Ethereum’s Merge is Coming and the Stakes Couldn’t Be Higher

Crypto holders can’t wait to see the end of May, a month that has brought nothing but losses. And while it’s too soon to say whether the worst is over—Bitcoin is below $30,000 right now and could go lower—it feels like the industry will come through the downturn just fine. So long as the Ethereum merge goes off okay, that is.

If you’ve been living under a crypto rock, “The Merge” refers to the long-awaited upgrade to the Ethereum blockchain that will see the No. 2 cryptocurrency switch to a proof-of-stake model, a change that should eliminate concerns about Ethereum’s environmental impact and dramatically improve its transaction speed.

The Merge is the latest name (the previous one was Ethereum 2.0) for a process that has been underway for years, and has been delayed more times than you can count. But leading authorities on Ethereum, including co-founder Vitalik Buterin, are now saying the event will go down in August when the Beacon chain (a parallel Ethereum blockchain that is serving as test for proof-of-stake) will merge with the main Ethereum chain.

They’d better be right. Crypto badly needs a win right now, and Ethereum pulling off the most important upgrade in the history of blockchain would provide that. It would demonstrate that the Ethereum community—which has a reputation for being friendly but frivolous—is capable of serious business. It could also trigger a major ETH price rally.

While the chances of Ethereum pulling off the merge look promising, there are also reasons for concern. This past week saw the Beacon chain experience a so-called “block reorganization” event that saw its blockchain fork for seven consecutive blocks—a situation that hasn’t occurred for years. While the cause appears to have been benign, it triggered a brief crisis of confidence since the emergence of multiple, competing Ethereum chains after the merge would be a catastrophe.

To their credit, the elite developers helping to facilitate the merge have proceeded patiently and methodically in order to ensure the new Ethereum blockchain will be ready for prime time. And as Kraken CEO Jesse Powell said on a recent episode of Decrypt‘s gm podcast, he is not concerned about the numerous delays that have marked the merge process, since success is more important than speed when it comes to something of this magnitude.

Powell is correct but that doesn’t mean the Ethereum merge can drag on much longer. Further delays will trigger accusations that the Ethereum community is not up to the task, and it will mean that the blockchain’s gas fee woes—which are a major impediment to the mainstream adoption of crypto—may never get fixed. The failure by Ethereum to move beyond the energy-guzzling proof-of-work system would also provide further ammunition to environmentalists and politicians who already have it in for the crypto industry.

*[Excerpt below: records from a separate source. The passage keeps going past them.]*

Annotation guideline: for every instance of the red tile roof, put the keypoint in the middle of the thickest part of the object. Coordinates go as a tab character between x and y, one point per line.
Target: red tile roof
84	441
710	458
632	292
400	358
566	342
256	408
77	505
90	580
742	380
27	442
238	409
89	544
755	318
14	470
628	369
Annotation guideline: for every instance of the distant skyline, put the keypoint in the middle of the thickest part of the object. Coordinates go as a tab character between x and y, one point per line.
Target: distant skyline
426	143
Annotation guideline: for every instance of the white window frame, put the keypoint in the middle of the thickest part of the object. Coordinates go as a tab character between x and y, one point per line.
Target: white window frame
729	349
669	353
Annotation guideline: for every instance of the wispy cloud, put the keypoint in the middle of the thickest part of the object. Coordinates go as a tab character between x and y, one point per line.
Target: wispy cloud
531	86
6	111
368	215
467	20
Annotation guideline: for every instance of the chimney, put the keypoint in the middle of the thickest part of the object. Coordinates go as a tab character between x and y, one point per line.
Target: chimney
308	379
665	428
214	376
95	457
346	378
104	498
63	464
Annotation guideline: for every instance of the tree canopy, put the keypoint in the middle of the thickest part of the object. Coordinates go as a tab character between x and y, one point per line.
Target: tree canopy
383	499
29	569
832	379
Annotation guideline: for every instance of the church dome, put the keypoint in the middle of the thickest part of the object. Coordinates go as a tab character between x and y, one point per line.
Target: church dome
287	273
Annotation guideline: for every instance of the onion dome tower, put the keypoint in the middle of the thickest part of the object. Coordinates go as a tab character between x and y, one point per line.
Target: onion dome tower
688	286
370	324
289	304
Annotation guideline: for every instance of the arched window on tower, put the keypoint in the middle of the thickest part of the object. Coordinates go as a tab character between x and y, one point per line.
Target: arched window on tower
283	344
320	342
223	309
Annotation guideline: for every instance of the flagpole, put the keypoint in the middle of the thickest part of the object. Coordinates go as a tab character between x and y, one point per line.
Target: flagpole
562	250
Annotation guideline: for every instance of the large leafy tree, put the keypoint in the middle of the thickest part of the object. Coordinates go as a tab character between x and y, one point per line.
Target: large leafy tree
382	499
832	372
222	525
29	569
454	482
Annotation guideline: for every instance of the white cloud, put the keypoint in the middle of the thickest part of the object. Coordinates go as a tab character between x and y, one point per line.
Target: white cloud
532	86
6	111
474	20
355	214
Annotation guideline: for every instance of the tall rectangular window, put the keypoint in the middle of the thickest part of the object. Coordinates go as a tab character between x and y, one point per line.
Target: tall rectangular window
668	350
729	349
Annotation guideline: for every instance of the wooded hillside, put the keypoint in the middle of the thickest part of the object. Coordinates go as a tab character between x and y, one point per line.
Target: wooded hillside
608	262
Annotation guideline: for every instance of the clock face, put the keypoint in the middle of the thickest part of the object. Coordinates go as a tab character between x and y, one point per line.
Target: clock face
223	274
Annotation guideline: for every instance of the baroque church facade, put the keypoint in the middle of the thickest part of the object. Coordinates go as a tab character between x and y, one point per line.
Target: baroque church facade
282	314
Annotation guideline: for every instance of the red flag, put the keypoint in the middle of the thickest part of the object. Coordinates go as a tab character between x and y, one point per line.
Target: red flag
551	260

The bottom line is that the stakes couldn’t be higher for the merge, not just for Ethereum but for the broader crypto industry. Success will bring renewed faith in the future of Web3, while further delays or a botched execution will trigger a price collapse and a new and nasty Crypto Winter. Everyone in the crypto community, including Bitcoin maxis, should be rooting for Ethereum to pull this off. The alternative is a market much worse than the one we’re in right now.

This is Roberts on Crypto, a weekend column from Decrypt Editor-in-Chief Daniel Roberts and Decrypt Executive Editor Jeff John Roberts. Sign up for the Decrypt Debrief email newsletter to receive it in your inbox every Saturday. And read last weekend’s column: Think Sports Will Back Away From Crypto and NFTs Because of the Crash? Think Again.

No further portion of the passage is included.